Pleiotropic role of TRAF7 in skull-base meningiomas and congenital heart disease

While somatic variants of TRAF7 (Tumor necrosis factor receptor-associated factor 7) underlie anterior skull-base meningiomas, here we report the inherited mutations of TRAF7 that cause congenital heart defects. We show that TRAF7 mutants operate in a dominant manner, inhibiting protein function via heterodimerization with wild-type protein. Further, the shared genetics of the two disparate pathologies can be traced to the common origin of forebrain meninges and cardiac outflow tract from the TRAF7-expressing neural crest. Somatic and inherited mutations disrupt TRAF7-IFT57 interactions leading to cilia degradation. TRAF7-mutant meningioma primary cultures lack cilia, and TRAF7 knockdown causes cardiac, craniofacial, and ciliary defects in Xenopus and zebrafish, suggesting a mechanistic convergence for TRAF7-driven meningiomas and developmental heart defects.

Automated summary

In this study, somatic variants of the TRAF7 gene were found to be responsible for anterior skull-base meningiomas, while inherited mutations of TRAF7 were identified to cause congenital heart defects.
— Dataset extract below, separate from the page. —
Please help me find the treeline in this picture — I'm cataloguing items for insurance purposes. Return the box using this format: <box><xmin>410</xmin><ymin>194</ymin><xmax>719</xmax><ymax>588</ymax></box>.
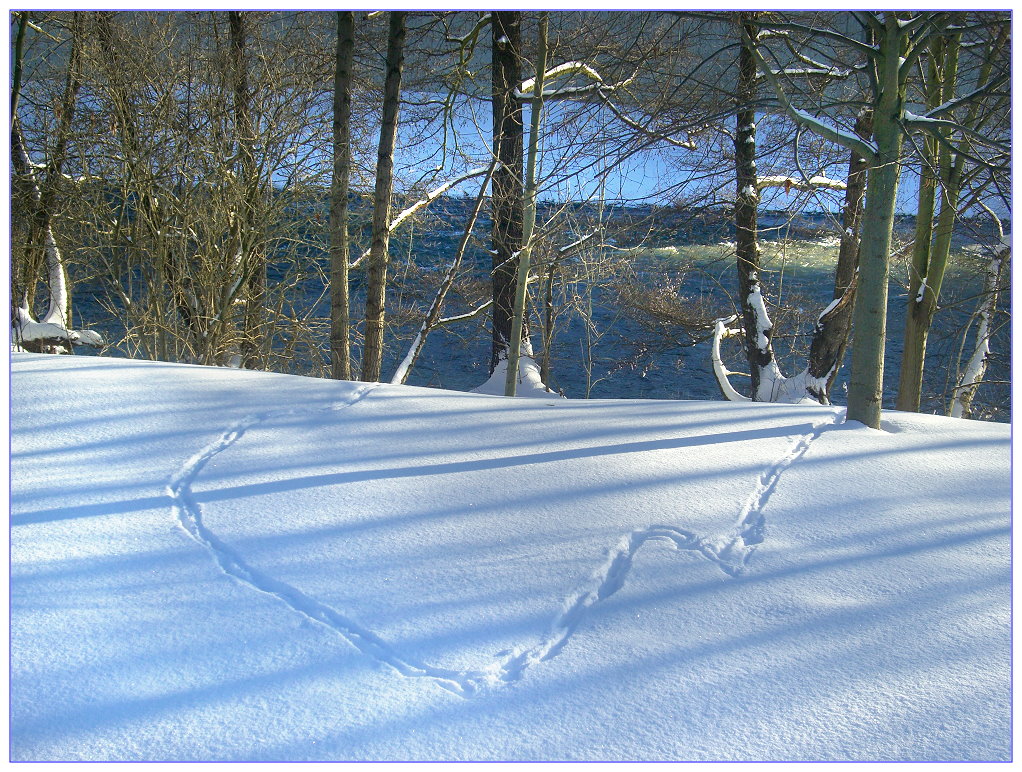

The dominant effect of TRAF7 mutants was demonstrated, as they inhibited protein function by heterodimerizing with wild-type protein. The common genetic origin of the two different pathologies was traced back to the TRAF7-expressing neural crest, which gives rise to forebrain meninges and the cardiac outflow tract. Somatic and inherited mutations disrupted TRAF7-IFT57 interactions, leading to cilia degradation. The lack of cilia in TRAF7-mutant meningioma primary cultures and the development of cardiac, craniofacial, and ciliary defects in Xenopus and zebrafish upon TRAF7 knockdown suggest a mechanistic convergence between TRAF7-driven meningiomas and developmental heart defects.